Yes, I see you're right about that.  Grub wouldn't see the substance of the kernel at the point where you are having your problem.  I don't know what else it could be.  I'll try looking around the internet and I'll also try different things with grub on my computer.

And don't worry about your english--it's fine.  I have no trouble understanding you.

Eric

----------

## SIR

I too, am getting the same problem, maybe I can add some new ideas.

When I run setup (hd0) from the grub prompt, I get the exact same message as above:  

```
Checking if "/boot/grub/stage1" exists... no
```

 (and so on)

I tried using the tab key (like in bash) to fill in the info at the grub prompt, and it would not find the /boot directory.  I typed:

```
kernel (hd0,0)/bo <Tab key>
```

and nothing happened.

I did happen to have a copy of my bzImage file in my /root directory (as a backup), and when I type:

```
kernel (hd0,0)/b
```

and then hit the tab key, it filled in things so it now says "kernel (hd0,0)/bzImage"

After this (and filling up the rest of the parameters), everything boots up properly.

I did create a dummy text file in /root, and tried using the tab key in grub to see if it could find it, but alas it could not.  It must be finding my bzImage somewhere else, or maybe my drive is not mounted properly, or something.

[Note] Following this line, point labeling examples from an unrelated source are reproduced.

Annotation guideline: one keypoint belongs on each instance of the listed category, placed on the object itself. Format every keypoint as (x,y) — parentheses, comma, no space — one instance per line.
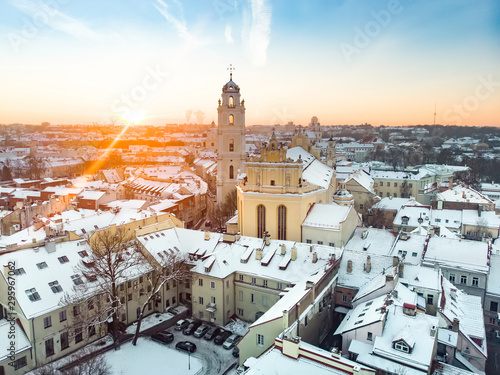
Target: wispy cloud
(178,22)
(227,34)
(259,35)
(42,13)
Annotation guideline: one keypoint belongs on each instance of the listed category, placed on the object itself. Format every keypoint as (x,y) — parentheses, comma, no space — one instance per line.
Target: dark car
(221,337)
(236,352)
(181,324)
(213,332)
(201,330)
(164,337)
(187,346)
(193,326)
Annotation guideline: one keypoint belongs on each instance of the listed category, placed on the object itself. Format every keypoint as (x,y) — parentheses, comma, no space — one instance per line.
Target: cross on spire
(231,68)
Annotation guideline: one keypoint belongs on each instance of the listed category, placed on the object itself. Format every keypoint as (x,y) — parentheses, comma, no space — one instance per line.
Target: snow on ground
(150,357)
(149,321)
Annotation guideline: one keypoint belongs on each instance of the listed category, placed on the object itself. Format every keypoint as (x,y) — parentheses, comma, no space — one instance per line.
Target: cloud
(178,22)
(41,13)
(259,35)
(227,34)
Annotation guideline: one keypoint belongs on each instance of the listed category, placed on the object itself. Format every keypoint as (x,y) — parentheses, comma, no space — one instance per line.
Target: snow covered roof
(471,256)
(314,171)
(371,240)
(327,216)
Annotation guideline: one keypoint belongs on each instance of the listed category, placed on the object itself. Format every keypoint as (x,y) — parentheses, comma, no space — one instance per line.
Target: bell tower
(231,154)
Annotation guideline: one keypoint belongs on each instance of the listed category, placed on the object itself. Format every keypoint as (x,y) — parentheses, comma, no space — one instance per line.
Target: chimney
(283,249)
(258,254)
(455,325)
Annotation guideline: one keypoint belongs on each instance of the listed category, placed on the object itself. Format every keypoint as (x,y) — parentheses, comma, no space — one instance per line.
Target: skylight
(33,295)
(56,288)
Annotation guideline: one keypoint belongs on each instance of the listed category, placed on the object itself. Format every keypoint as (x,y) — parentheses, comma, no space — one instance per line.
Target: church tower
(231,154)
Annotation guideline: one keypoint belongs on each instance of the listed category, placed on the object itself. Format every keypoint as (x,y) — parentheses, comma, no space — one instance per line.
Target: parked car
(221,337)
(193,326)
(181,324)
(201,330)
(187,346)
(213,332)
(236,352)
(164,337)
(231,341)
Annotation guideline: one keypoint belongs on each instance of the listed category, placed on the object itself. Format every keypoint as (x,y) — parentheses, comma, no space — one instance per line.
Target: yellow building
(279,189)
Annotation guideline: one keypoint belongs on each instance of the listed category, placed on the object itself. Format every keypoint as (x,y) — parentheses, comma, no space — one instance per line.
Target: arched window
(261,220)
(281,222)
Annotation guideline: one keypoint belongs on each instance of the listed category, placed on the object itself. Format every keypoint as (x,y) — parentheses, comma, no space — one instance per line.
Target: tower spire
(231,68)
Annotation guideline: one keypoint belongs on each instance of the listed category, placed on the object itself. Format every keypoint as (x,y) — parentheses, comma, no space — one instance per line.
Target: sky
(392,62)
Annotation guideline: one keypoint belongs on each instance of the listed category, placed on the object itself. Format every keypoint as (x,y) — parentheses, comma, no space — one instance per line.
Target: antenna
(434,114)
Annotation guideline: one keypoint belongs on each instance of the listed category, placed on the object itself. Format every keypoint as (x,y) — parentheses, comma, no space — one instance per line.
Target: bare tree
(170,267)
(114,258)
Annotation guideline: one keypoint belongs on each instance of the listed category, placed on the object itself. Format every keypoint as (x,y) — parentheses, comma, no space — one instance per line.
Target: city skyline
(383,62)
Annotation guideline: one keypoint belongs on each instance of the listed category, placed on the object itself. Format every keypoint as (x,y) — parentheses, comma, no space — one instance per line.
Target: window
(78,335)
(63,259)
(260,340)
(33,295)
(19,271)
(20,362)
(281,222)
(77,280)
(49,347)
(64,340)
(56,288)
(261,220)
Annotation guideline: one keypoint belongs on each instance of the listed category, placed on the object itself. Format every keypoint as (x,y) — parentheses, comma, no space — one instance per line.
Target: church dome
(230,87)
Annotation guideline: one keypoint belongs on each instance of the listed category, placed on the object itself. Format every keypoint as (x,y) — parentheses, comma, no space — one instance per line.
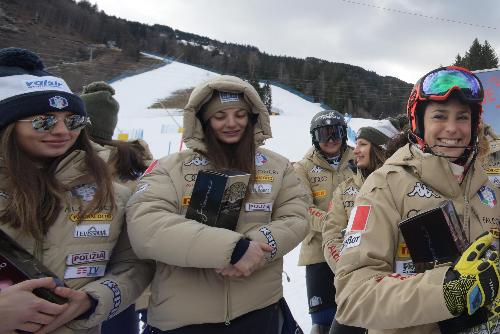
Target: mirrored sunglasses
(44,123)
(325,133)
(438,84)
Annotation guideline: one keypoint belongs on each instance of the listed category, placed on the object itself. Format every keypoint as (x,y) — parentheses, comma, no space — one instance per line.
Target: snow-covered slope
(160,128)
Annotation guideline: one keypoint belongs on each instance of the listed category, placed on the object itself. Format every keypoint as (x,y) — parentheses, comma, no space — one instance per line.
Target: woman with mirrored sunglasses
(378,286)
(58,201)
(321,170)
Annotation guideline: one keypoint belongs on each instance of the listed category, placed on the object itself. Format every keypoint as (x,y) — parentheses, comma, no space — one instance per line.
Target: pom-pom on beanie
(102,109)
(26,89)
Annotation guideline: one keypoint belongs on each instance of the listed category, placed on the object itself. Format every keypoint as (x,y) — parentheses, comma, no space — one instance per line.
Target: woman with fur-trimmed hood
(208,279)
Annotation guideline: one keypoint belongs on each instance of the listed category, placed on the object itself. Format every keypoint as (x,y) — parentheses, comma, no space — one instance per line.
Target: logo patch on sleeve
(150,168)
(358,218)
(85,271)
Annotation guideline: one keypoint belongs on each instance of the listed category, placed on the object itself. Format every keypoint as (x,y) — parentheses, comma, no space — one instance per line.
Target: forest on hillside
(344,87)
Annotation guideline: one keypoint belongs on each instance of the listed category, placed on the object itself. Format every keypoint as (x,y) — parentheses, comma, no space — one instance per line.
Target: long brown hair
(239,156)
(36,197)
(130,158)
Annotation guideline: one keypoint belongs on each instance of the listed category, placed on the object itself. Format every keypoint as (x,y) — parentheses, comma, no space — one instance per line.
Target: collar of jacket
(436,172)
(193,131)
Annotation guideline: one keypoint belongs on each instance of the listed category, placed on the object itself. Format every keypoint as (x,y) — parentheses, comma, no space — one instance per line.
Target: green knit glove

Does anybody know why this is happening?

----------

## SIR

 *Wishmaster wrote:*   

> 
> 
> I hope you understand what i want to say. My englisch is bad! 
> 
> 

 

Ich kann Deutsch... aber wir verstehen dich!  :Cool: 

By the way, I edited my /boot/grub/grub.conf file and changed my kernel line from

```
kernel (hd0,0)/boot/bzImage root=/dev/hda3
```

to

```
kernel (hd0,0)/bzImage root=/dev/hda3
```

and my computer boots fine now.

I don't see the grub splash screen like I used to (before I was getting this problem), but since I'm using only 1 kernel configuration right now, that's ok.

I'm wondering what will happen next time I build a new kernel, though.

I don't understand mounting boot and such, but am I normally supposed to do something like:

```
# mount /dev/hda1 /boot

# <make changes, copy new kernel, etc.>

# umount /boot
```

whenever I'm messing with files in /boot?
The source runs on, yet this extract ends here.